As shown in FIG. 7, the maximum step A between the peripheral area 7 and the display area 6 was 0.2 μm, and the boundary portion had a continuous slope shape.

[0032]

As described above, according to the present invention,
The step between the peripheral area and the display area can be reduced to 0.05 μm or less, and the effect of the step on the display can be substantially prevented. Thus, a liquid crystal element with good display quality can be provided without reducing the manufacturing cost.

[Brief description of the drawings]

FIG. 1 is a schematic plan view illustrating a configuration of an example of a liquid crystal element.

FIG. 2 is a schematic plan view illustrating a shape of a color filter of the color filter substrate according to the first embodiment of the present invention.

FIG. 3 is a schematic view showing a cross section of the color filter substrate shown in FIG.

FIG. 4 is a schematic view showing a cross section of a color filter substrate according to a first comparative example of the present invention.

FIG. 5 is a schematic plan view showing a shape of a color filter of a color filter substrate according to a second embodiment of the present invention.

FIG. 6 is a schematic view showing a cross section of the color filter substrate shown in FIG.

FIG. 7 is a schematic diagram illustrating a cross section of a color filter substrate according to a second comparative example of the present invention.

FIG. 8 is a schematic view showing a cross section of a conventional liquid crystal element.

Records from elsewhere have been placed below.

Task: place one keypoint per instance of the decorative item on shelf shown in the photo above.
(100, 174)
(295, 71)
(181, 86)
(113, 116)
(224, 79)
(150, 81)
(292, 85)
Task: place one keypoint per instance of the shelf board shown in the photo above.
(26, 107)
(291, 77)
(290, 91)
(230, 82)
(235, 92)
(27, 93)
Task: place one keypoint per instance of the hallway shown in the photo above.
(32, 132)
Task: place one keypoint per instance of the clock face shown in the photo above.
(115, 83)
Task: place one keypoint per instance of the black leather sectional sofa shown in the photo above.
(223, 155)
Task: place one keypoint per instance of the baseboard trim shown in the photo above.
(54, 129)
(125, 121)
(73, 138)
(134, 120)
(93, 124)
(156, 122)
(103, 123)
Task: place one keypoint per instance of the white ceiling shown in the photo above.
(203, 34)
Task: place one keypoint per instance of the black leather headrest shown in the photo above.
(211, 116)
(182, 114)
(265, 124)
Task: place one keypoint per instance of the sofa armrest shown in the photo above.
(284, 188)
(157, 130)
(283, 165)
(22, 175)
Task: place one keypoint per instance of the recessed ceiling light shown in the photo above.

FIG. 9 is a schematic plan view showing the shape of a color filter of a conventional color filter substrate.

FIG. 10 is a schematic view showing a cross section of a conventional color filter substrate.

FIG. 11 is a schematic view showing a cross section of a conventional color filter substrate.

[Explanation of symbols]

 DESCRIPTION OF SYMBOLS 1, 3 Transparent substrate 2, 4 Mounting terminal part 5 Sealing material 6 Display area 7 Peripheral area 8 Liquid crystal injection port 9 Sealing material 21 Metal light shielding film 22 Color filter (display area) 23 Metal light shielding film opening 24 Color filter (periphery) Region) 31 Flattening layer 81, 83 Transparent electrode 82, 84 Alignment control film 86 Spacer 87 Liquid crystal

Claims (5)

[Claims] 1. A color filter substrate for use in a liquid crystal element having a display area and a peripheral area surrounding the display area, wherein at least a transparent substrate has a dot-shaped opening in the display area and covers the entire peripheral area. Film, a dot-shaped color filter group made of a colored resin provided on the opening of the light-shielding film in the display region and on the light-shielding film in the peripheral region, and a flattening layer entirely coated on the color filter group In the above color filter group, the coverage area ratio of the color filter provided in the peripheral region to the substrate is 7% of the coverage area ratio of the color filter provided in the display region to the substrate.
A color filter substrate, which is 0 to 95%. 2. The color filter substrate according to claim 1, wherein a coverage area of one dot of the color filter provided in the peripheral area is 400% or less of a coverage area of one dot of the color filter provided in the display area. . 3. The light shielding film is made of a metal material.
The color filter substrate as described in the above. 4. A liquid crystal element having a liquid crystal sandwiched between a pair of electrode substrates, wherein one of the substrates is formed using the color filter substrate according to claim 1. A liquid crystal device characterized by the above-mentioned. 5. The liquid crystal device according to claim 4, wherein a substrate opposite to the color filter substrate is arranged on a viewer side.